While treatment with MAPK inhibitors effectively inhibits MAPK signaling, in some cases it may alter negative feedback loops, resulting in pathway reactivation. The induction of negative regulators such as Sprouty (Spry) and dual specificity phosphatases (DUSPs) by extracellular signal-regulated kinase (ERK) can prevent excessive stimulation of Ras/mitogen-activated protein kinase (MAPK) signaling in physiological conditions. This is also evident in our experiments where although treatment of MAPKi-resistant (MRA6BR and MRAMR cells acquired resistance) cells with BRAFi (but not combination of BRAFi and MEKi) caused downregulation of DUSP1, this downregulation in the presence of BRAFi was not sufficient to decrease the survival of these MAPKi-resistant cells (Fig. 1C). On the other hand, DUSP1 KD alone (in the absence of BRAFi) decreased the survival of MAPK-resistant cells.

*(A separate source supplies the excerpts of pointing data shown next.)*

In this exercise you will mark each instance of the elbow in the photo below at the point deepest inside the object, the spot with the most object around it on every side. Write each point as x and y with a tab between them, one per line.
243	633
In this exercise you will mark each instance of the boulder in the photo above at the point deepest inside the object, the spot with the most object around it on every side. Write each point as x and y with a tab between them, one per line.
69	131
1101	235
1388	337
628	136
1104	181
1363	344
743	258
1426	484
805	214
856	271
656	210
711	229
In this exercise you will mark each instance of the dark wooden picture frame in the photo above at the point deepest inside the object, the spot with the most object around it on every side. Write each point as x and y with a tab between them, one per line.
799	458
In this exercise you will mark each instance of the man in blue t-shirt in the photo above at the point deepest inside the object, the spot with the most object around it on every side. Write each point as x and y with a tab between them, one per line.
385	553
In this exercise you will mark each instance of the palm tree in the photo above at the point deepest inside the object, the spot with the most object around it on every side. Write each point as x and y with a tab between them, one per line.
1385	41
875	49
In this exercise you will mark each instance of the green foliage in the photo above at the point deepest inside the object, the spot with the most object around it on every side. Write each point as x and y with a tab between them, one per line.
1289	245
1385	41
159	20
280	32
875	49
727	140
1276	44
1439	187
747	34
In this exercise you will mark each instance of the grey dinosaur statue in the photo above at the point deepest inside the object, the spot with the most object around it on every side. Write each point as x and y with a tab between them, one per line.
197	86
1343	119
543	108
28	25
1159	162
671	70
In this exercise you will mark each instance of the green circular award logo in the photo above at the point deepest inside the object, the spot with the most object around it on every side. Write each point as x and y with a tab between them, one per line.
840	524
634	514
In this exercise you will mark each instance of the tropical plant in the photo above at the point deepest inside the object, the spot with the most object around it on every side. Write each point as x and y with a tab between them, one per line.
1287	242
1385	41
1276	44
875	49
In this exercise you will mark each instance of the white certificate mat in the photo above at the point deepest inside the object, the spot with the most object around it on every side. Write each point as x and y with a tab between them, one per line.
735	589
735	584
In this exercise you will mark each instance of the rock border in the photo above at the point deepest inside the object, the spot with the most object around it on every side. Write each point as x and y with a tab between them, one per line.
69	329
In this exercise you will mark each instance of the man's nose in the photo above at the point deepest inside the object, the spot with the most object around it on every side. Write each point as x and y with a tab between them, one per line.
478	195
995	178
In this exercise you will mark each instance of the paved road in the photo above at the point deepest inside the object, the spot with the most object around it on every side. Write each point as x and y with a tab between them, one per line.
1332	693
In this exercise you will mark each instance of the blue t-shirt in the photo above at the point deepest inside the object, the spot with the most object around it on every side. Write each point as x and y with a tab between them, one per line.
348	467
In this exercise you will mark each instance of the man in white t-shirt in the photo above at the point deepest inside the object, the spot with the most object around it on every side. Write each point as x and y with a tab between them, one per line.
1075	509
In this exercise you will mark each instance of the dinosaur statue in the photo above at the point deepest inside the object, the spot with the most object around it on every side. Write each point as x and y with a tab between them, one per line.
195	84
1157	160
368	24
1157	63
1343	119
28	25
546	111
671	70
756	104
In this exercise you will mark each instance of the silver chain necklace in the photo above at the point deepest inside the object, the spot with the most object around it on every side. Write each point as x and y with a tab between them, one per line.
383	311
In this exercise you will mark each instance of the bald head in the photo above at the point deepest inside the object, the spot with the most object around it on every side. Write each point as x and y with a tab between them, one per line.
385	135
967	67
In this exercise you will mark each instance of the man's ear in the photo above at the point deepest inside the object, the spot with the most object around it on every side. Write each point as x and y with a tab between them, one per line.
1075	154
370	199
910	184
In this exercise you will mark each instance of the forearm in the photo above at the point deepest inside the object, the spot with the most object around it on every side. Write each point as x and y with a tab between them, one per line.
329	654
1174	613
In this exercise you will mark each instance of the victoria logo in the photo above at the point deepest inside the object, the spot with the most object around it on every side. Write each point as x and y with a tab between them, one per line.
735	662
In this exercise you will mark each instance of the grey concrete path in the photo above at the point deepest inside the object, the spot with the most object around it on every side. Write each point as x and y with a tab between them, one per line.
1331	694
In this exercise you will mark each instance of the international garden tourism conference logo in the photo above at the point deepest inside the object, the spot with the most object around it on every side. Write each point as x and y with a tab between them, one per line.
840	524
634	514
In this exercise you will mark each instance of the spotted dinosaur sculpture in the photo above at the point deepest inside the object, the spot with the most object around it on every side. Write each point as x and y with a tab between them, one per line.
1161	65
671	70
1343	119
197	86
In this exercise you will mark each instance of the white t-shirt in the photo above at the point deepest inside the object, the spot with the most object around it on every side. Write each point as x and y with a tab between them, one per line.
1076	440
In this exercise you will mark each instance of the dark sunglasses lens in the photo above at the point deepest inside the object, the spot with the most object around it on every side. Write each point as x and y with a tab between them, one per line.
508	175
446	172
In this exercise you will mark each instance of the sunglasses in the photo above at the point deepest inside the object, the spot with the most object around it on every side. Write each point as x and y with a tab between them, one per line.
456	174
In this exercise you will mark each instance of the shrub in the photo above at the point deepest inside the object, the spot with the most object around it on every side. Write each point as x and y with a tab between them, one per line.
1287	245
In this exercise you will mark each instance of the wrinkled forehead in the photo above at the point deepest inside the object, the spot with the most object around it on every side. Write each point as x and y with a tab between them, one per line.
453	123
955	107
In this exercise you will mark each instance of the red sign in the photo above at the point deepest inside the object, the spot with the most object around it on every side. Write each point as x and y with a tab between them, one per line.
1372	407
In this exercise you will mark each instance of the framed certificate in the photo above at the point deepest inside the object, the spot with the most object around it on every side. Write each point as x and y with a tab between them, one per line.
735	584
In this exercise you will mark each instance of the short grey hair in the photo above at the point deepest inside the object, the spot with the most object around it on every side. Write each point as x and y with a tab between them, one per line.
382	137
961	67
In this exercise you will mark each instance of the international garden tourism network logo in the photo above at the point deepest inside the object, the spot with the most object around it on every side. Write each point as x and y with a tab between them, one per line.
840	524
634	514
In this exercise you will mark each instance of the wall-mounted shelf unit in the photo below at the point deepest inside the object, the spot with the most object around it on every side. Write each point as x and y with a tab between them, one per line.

Mutant BRAF activates the pathway downstream of Ras abnormally in melanomas, bypassing this feedback loop. Inhibitors such as vemurafenib prevent ERK activation, resulting in Spry and DUSP downregulation47. In this study, we found that DUSP-1, -3, -8, and -9 expression is downregulated in advanced metastatic, but not early lymph node metastatic, melanoma cells. Amon the advanced metastatic cell lines, DUSPs appear to be regulated by MAPK pathway only in MAPKi-sensitive and -(acquired) resistant cells but not in intrinsically MAPKi resistant cells. These data suggest that regulation of DUSP by MAPK signaling is a feature of advanced metastatic melanoma.

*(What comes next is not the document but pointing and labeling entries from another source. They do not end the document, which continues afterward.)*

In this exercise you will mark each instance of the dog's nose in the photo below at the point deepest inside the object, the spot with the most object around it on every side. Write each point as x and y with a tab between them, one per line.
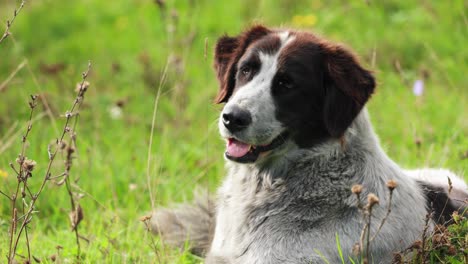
236	119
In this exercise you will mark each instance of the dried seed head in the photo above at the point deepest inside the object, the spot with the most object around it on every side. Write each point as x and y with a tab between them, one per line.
29	164
391	185
397	258
145	218
82	87
356	189
76	216
417	244
356	249
372	199
452	250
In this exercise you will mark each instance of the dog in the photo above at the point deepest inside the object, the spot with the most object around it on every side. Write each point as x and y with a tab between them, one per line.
298	137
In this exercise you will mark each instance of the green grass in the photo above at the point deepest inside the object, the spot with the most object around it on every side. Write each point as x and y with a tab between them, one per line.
139	39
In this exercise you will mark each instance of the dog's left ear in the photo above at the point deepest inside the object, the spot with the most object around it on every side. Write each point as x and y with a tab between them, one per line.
348	87
228	51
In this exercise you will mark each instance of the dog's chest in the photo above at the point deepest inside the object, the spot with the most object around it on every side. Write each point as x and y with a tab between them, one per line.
244	193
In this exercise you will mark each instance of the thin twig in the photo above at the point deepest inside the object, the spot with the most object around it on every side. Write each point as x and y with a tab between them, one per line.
10	22
4	84
25	171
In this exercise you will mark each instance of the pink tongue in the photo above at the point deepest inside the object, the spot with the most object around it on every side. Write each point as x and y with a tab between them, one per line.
236	148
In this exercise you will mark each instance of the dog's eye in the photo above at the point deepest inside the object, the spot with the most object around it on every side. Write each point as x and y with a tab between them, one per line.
284	83
246	70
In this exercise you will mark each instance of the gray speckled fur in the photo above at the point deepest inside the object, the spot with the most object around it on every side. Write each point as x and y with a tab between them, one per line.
288	208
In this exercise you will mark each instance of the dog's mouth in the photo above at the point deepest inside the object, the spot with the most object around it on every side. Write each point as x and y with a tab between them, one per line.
246	153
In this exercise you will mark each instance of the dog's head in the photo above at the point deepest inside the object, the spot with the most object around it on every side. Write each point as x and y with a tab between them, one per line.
281	85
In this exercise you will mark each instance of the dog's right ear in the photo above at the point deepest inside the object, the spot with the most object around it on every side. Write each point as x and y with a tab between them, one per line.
227	54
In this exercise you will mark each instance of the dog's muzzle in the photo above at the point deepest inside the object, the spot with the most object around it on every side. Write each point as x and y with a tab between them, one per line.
245	153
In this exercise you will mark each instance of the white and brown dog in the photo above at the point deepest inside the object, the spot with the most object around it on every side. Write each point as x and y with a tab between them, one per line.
298	137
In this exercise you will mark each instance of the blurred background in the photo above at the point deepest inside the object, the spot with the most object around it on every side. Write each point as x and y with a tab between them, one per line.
417	50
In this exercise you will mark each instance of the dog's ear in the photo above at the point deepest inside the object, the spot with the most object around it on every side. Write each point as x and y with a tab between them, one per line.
348	87
228	51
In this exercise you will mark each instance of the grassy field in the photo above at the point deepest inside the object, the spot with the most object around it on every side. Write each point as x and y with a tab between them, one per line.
130	43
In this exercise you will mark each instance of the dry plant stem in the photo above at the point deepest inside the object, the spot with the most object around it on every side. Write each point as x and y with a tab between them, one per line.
52	154
10	22
153	122
368	234
4	84
423	238
70	149
447	200
153	243
21	180
389	210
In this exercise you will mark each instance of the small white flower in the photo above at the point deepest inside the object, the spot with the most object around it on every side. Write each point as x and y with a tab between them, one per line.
115	112
418	87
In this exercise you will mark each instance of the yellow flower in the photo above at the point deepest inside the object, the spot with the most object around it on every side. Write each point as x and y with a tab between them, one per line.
304	21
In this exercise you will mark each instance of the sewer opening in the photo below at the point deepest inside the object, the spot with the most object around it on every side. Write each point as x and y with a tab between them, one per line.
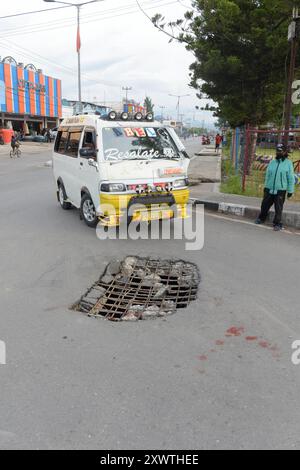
141	288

Interestingly, DUSPs are negative regulators of MAPK signaling and are known to regulate pluripotency and stemness of cancers20,21. In the context of neural differentiation, DUSP1 is of interest because studies on Dusp1-/- mice showed that Dusp1 is required to maintain neuronal survival and differentiation22,23. DUSP1 is an inducible nuclear phosphatase with a target specificity that varies depending on the cellular context17,24. In this study, we found that treatment of melanoma cells with BCI, a DUSP1/DUSP6 inhibitor at a concentration close to IC50 for selective inhibition of DUSP1, caused upregulation of nestin and immature MAP2 in MAPKi-sensitive cells. DUSP1 inhibition had no effect on the glial marker GFAP suggesting that DUSP1 (and/or DUSP6) is involved in melanoma transdifferentiation and emergence of neural lineages.

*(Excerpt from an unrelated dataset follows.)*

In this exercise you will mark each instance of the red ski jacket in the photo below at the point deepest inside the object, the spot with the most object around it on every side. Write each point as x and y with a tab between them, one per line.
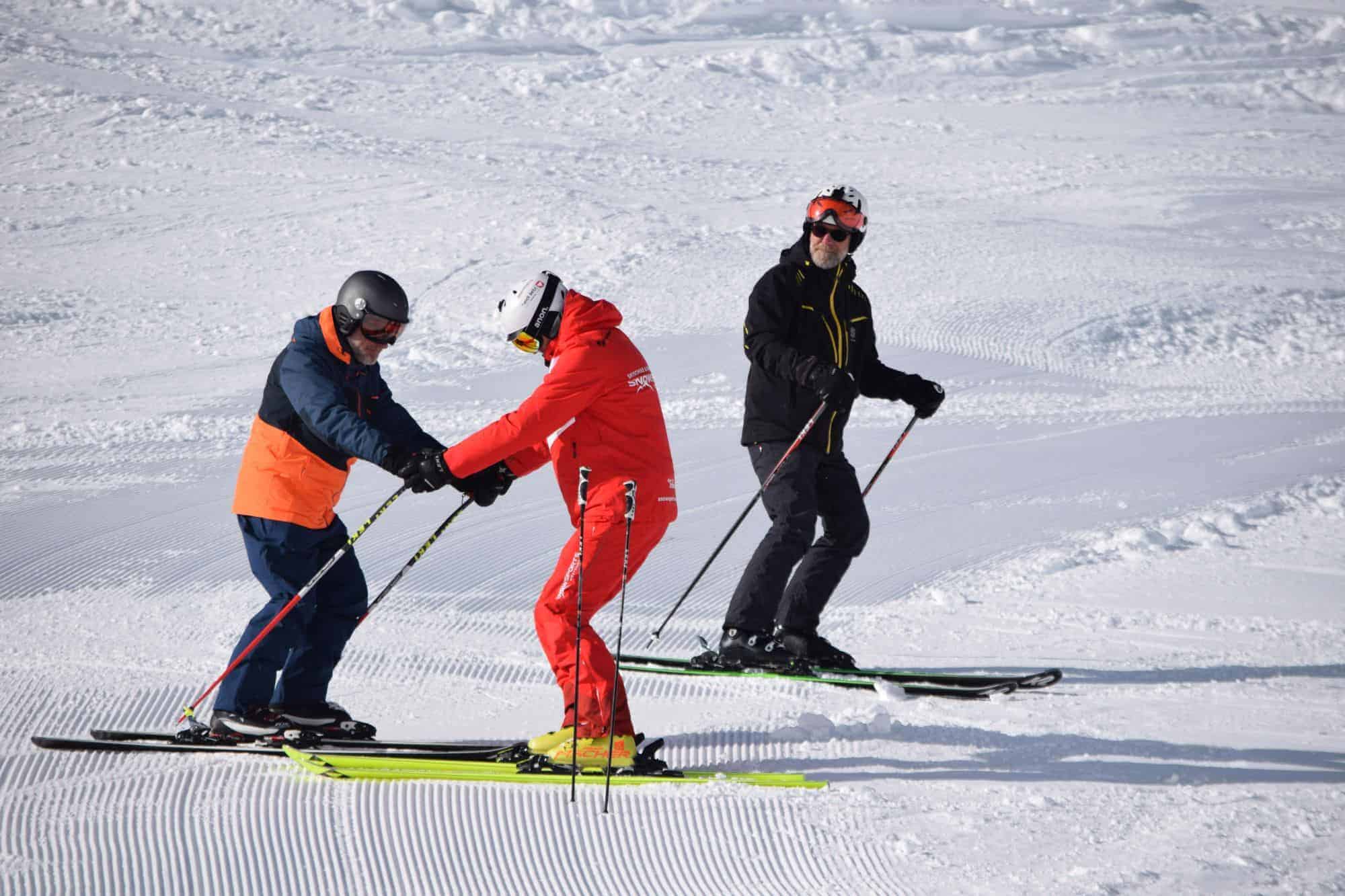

Our analysis of available melanoma gene expression studies of melanoma tumors and patient-derived xenografts pre- and post-BRAFi (resistant) showed that several DUSPs, including DUSP1, are downregulated in the resistant tumors (both in bulk and single cell RNAseq datasets). In a recent genome-wide druggable target analysis, among all DUSPs, DUSP1 emerged as a druggable target with high potential. In summary our data implicate DUSPs, specifically DUSP1, as mechanistic link between melanoma plasticity, tendency to differentiate along neural linages and emergence of MAPKi resistance phenotype. Additional studies are warranted on the role of DUSPs, in general and DUSP1 in particular, in melanoma drug resistance and their potential as targets for treatment of melanoma.